This is a geek website, not a "research" website so stop talking a bunch of crap about a bunch of crap. I'm providing silly examples so don't focus upon them. Most researchers suck at stats and my attempt at explaining should either help out or show that I don't know what I'm talking about. Take your pick.
"p=.05" is a stat that reflects the likelihood of rejecting a true null hypothesis. So, lets say that my hypothesis is that "all cats like dogs" and my null hypothesis is "not all cats like dogs." If I collect a whole bunch of imaginary data, run it through a program like SPSS, and the results turn out that my hypothesis is correct then I have a .05 percent chance that the software is wrong. In that particular imaginary case, I would have committed a Type I Error. This error has a minimal impact because the only bad thing that would happen is some dogs get clawed on the nose and a few cats get eaten.

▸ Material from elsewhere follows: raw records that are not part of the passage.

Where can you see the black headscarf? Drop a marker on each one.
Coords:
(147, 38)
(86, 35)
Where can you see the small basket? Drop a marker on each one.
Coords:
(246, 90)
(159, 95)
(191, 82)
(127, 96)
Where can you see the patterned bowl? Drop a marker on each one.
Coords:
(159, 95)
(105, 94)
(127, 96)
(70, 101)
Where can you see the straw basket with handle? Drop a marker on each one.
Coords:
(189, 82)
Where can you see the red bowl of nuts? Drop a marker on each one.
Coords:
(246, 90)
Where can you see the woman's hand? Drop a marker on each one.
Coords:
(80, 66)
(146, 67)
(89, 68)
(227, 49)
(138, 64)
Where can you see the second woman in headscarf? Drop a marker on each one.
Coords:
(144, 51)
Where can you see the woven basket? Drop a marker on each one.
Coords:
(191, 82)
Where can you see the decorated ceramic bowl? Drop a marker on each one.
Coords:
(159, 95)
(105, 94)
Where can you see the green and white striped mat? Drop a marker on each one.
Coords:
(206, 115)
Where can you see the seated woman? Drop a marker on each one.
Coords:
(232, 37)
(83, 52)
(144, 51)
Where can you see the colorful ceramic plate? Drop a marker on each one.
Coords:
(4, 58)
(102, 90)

Now, on a typical experiment, we also have to establish beta which is the likelihood of committing a type II error, that is, accepting a false null hypothesis. So let's say that my hypothesis is that "Sex when desired makes men happy" and my null hypothesis is "Sex only when women want it makes men happy." It's not a bad thing if #1 is accepted but the type II error will make many men unhappy.

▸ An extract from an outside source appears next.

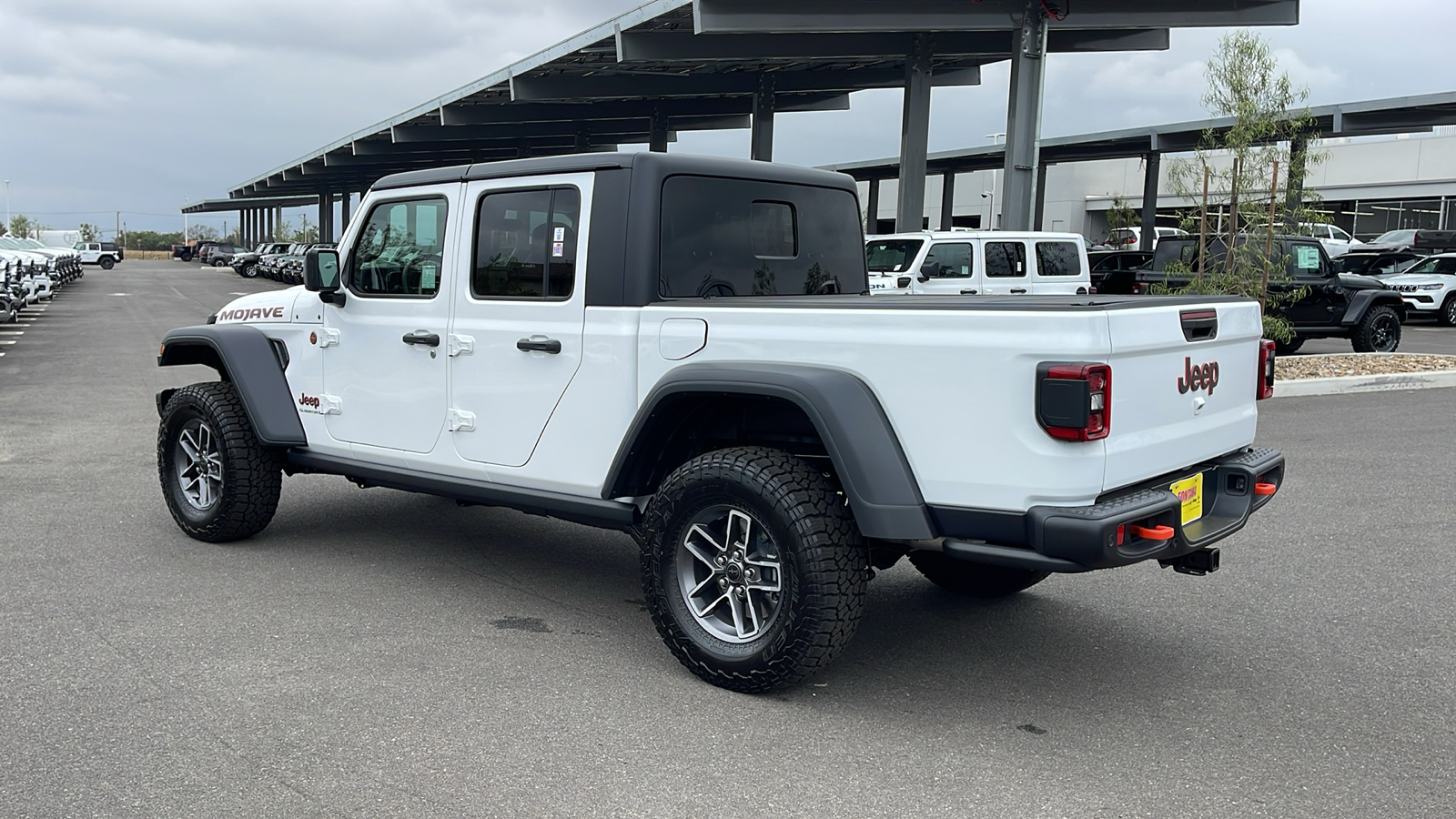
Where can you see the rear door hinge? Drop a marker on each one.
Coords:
(460, 421)
(460, 344)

Now, this is a give and take relationship. Every time that we make p smaller (.005, .0005, .00005, etc.) for "accuracy," then the risk of committing a type II error increases. A type II error when determining what games 15 year olds like to play doesn't really matter if we are wrong but if we start talking about drugs and false positives then the increased risk of a type II error really can make things ugly.
Next, there are guideline for determining a how many participants are needed for lower p (alpha) values. Social sciences (hold back your Sheldon jokes) that do studies on students might need lets say 35 subjects/people per treatment group at p=.05 whereas with a .005 might need 200 or 300 per treatment group. I don't have a stats book in front of me but .0005 could be in the thousands. Every adjustment impacts a different item in a negative fashion. You can have your Death Star or you can have Luke Skywalker. Can't have 'em both.

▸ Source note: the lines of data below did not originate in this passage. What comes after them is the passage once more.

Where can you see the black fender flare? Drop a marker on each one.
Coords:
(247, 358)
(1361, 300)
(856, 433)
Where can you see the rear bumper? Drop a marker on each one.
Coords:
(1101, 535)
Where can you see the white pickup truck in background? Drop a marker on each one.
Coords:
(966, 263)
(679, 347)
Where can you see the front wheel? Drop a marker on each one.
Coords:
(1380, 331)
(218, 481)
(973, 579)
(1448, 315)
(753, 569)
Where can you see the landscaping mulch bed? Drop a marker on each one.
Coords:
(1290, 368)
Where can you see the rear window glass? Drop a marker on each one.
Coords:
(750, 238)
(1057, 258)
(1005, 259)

Finally, there is a statistical concept of power, that is, there are stats for measuring the impact of a treatment. Basically, how much of the variance between the group A and group B can be assigned to the experimental treatment. This takes precedence in many peoples minds over simply determining if we have a correct or incorrect hypothesis. Assigning p does not answer this.
Anyways, I'm going to go have another beer. Discard this article and move onto greener pastures.